Arthur Hiller Penn  (September 27, 1922 – September 28, 2010) was an American director and producer of film, television and theater. Closely associated with the American New Wave,  Penn directed critically acclaimed films throughout the 1960s such as the drama The Chase (1966), the biographical crime film Bonnie and Clyde (1967) and the comedy Alice's Restaurant (1969). He also received attention for his acclaimed revisionist Western Little Big Man (1970). Night Moves (1975) and The Missouri Breaks (1976) which were commercial flops, though the first generated positive reviews.

In the 1990s he returned to stage and television direction and production, including an executive producer role for the crime series Law & Order. By his death in 2010, he had been nominated for three Academy Awards for Best Director, a BAFTA, a Golden Globe, two Emmys, and two Directors Guild of America Awards. He was the recipient of several honorary accolades, including an Honorary Golden Bear, a Tony Award, and an Akira Kurosawa Award from the San Francisco International Film Festival.

Early years
Penn was born to a Russian Jewish family in Philadelphia, Pennsylvania, the son of Sonia (Greenberg), a nurse, and Harry William Penn, originally Chaim Michelsohn, a watchmaker, both natives of then Novoaleksandrovsk, Russia now Zarasai, Lithuania. He was the younger brother of Irving Penn, the successful fashion photographer. During his early years, he moved in with his mother after she divorced his father. Some time after, he came back to his sickly father, leading him to run his father's watch repair shop. At 19, he was drafted into the United States Army during World War II (1943–1946), serving as an infantryman in the Battle of the Bulge. While stationed in Britain, he became interested in theater. He started to direct and take part in shows being put on for the soldiers around England at the time. As Penn grew up, he became increasingly interested in film, especially after seeing the Orson Welles film Citizen Kane. He later attended Black Mountain College in North Carolina, and was a featured commentator in the documentary Fully Awake about the college.

Career
After making a name for himself as a director of quality television dramas, Penn made his feature debut with The Left Handed Gun (1958) for Warner Brothers. A retelling of the Billy the Kid legend, it was distinguished by Paul Newman's portrayal of the outlaw as a psychologically troubled youth (the role was originally intended for James Dean). The production was completed in only 23 days, but Warner Brothers reedited the film against his wishes with a new ending he disapproved of. The film failed upon release in North America, but was well received in Europe.

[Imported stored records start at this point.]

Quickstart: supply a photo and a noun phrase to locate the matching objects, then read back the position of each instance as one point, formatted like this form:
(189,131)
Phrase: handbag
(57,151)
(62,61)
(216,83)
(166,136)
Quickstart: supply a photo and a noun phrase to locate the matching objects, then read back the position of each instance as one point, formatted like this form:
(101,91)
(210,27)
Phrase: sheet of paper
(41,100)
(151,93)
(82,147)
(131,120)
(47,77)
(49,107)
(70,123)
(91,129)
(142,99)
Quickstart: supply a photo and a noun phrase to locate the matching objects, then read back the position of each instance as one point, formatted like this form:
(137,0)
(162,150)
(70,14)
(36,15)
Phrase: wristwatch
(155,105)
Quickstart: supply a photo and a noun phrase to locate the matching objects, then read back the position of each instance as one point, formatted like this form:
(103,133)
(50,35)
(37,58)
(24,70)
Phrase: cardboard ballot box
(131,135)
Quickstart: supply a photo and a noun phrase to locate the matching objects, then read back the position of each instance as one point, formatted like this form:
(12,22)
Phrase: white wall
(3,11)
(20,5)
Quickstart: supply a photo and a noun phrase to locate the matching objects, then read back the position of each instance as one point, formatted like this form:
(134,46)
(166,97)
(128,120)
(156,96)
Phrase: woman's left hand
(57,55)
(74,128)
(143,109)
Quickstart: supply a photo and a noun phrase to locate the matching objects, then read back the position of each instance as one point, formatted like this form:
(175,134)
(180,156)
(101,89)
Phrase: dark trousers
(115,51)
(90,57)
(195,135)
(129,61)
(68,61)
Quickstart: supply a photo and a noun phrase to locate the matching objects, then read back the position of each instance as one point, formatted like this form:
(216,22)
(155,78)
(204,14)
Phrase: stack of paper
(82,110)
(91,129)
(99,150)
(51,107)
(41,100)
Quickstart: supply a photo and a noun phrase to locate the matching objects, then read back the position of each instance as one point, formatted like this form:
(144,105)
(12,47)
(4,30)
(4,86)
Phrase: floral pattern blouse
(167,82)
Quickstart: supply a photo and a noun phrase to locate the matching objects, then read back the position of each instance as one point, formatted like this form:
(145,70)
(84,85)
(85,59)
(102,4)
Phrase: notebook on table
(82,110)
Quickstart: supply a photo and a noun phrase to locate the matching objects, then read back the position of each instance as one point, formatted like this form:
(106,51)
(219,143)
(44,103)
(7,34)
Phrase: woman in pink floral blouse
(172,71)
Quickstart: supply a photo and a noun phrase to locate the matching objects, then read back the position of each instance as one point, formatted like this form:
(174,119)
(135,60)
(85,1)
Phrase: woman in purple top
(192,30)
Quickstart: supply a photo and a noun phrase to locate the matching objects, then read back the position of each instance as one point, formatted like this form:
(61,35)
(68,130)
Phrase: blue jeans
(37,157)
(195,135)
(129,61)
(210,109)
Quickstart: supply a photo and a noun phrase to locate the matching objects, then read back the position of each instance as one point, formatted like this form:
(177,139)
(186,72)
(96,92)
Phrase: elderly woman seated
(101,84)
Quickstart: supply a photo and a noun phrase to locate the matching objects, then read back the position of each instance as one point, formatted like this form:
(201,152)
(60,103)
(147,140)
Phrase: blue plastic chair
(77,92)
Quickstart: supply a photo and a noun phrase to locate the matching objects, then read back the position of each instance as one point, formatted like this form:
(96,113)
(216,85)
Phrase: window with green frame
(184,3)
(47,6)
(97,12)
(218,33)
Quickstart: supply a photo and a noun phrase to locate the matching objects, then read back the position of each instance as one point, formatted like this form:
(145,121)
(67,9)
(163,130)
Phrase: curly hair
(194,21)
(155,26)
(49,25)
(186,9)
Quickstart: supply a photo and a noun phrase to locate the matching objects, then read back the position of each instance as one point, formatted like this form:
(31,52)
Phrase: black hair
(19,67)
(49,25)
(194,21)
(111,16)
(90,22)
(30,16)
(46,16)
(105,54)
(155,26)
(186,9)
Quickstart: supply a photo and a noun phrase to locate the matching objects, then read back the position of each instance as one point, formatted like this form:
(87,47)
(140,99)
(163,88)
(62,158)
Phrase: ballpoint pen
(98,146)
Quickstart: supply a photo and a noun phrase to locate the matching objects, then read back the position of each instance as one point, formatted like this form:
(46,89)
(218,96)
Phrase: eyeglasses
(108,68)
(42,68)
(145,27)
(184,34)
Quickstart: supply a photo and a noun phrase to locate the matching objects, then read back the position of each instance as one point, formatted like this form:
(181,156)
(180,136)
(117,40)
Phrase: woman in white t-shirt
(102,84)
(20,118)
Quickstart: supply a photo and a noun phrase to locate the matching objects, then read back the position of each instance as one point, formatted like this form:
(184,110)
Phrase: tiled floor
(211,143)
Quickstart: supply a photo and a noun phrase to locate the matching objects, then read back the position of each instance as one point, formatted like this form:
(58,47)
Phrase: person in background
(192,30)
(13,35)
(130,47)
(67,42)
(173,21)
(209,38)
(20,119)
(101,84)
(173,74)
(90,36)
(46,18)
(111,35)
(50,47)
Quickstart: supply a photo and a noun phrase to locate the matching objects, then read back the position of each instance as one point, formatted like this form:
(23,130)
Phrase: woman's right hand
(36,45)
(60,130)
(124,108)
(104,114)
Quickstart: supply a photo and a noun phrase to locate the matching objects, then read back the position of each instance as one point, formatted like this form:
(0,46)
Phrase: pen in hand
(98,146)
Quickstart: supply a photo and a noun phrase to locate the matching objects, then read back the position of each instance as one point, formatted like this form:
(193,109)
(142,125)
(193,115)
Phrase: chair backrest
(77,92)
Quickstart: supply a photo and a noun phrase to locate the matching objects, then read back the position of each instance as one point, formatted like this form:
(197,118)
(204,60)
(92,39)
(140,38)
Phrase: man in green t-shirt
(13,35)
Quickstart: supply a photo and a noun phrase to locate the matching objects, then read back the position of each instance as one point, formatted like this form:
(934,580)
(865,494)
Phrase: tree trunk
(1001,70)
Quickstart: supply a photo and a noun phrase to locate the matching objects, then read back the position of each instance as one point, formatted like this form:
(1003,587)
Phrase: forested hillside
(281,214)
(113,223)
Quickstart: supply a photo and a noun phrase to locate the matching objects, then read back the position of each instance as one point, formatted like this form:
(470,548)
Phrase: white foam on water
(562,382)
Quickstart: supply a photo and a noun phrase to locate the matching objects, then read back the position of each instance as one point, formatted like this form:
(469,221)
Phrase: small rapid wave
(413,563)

Penn's second film was The Miracle Worker (1962), the story of Anne Sullivan's struggle to teach the blind and deaf Helen Keller how to communicate. It garnered two Academy Awards for its leads Anne Bancroft and Patty Duke. Penn had won a Tony Award for directing the stage production, written by William Gibson, also starring Bancroft and Duke, and he had directed Bancroft's Broadway debut in playwright Gibson's first Broadway production, Two for the Seesaw.

Penn began working on  The Train in France in June and August 1963 when star Burt Lancaster had Penn fired after three days of Penn's filming and called on John Frankenheimer to take over the film.

In 1965 Penn directed Mickey One. Heavily influenced by the French New Wave, it was the dreamlike story of a standup comedian (played by Warren Beatty) on the run from sinister, ambiguous forces. In 2010, Penn commented: "You know, you could not have gone through the Second World War with all that nonsense with Russia being an ally and then being the big black monster. It was an absurd time. The McCarthy period was ridiculous and humiliating, deeply humiliating. When I finally did 'Mickey One', it was in repudiation of the kind of fear that overtook free people to the point where they were telling on each other and afraid to speak out. It just astonished me, really astonished me. I mean, I was a vet, so it was nothing like what we thought we were fighting for."

Penn's next film was The Chase (1966) a thriller following events in a small corrupt Southern town on the day an escaped convict, played by Robert Redford, returns. Although not a major success, The Chase nonetheless caught the mood of the turbulent times, a 'state of the nation' tale of racism, corruption and the violence endemic in American society. Also that year, he directed the stage version of the thriller Wait Until Dark starring Lee Remick and Robert Duvall.

He reunited with Warren Beatty for the gangster film Bonnie and Clyde (1967). The film went on to become a worldwide phenomenon. It was strongly influenced by the French New Wave and itself went on to make a huge impression on a younger generation of filmmakers. Indeed, there was a strong resurgence in the "love on the run" subgenre in the wake of Bonnie and Clyde, peaking with Badlands (1973; in which Penn received acknowledgement in the credits). Beatty had given him 10% of the potential profits of the film before production started and the success of the film earned Penn over $2 million.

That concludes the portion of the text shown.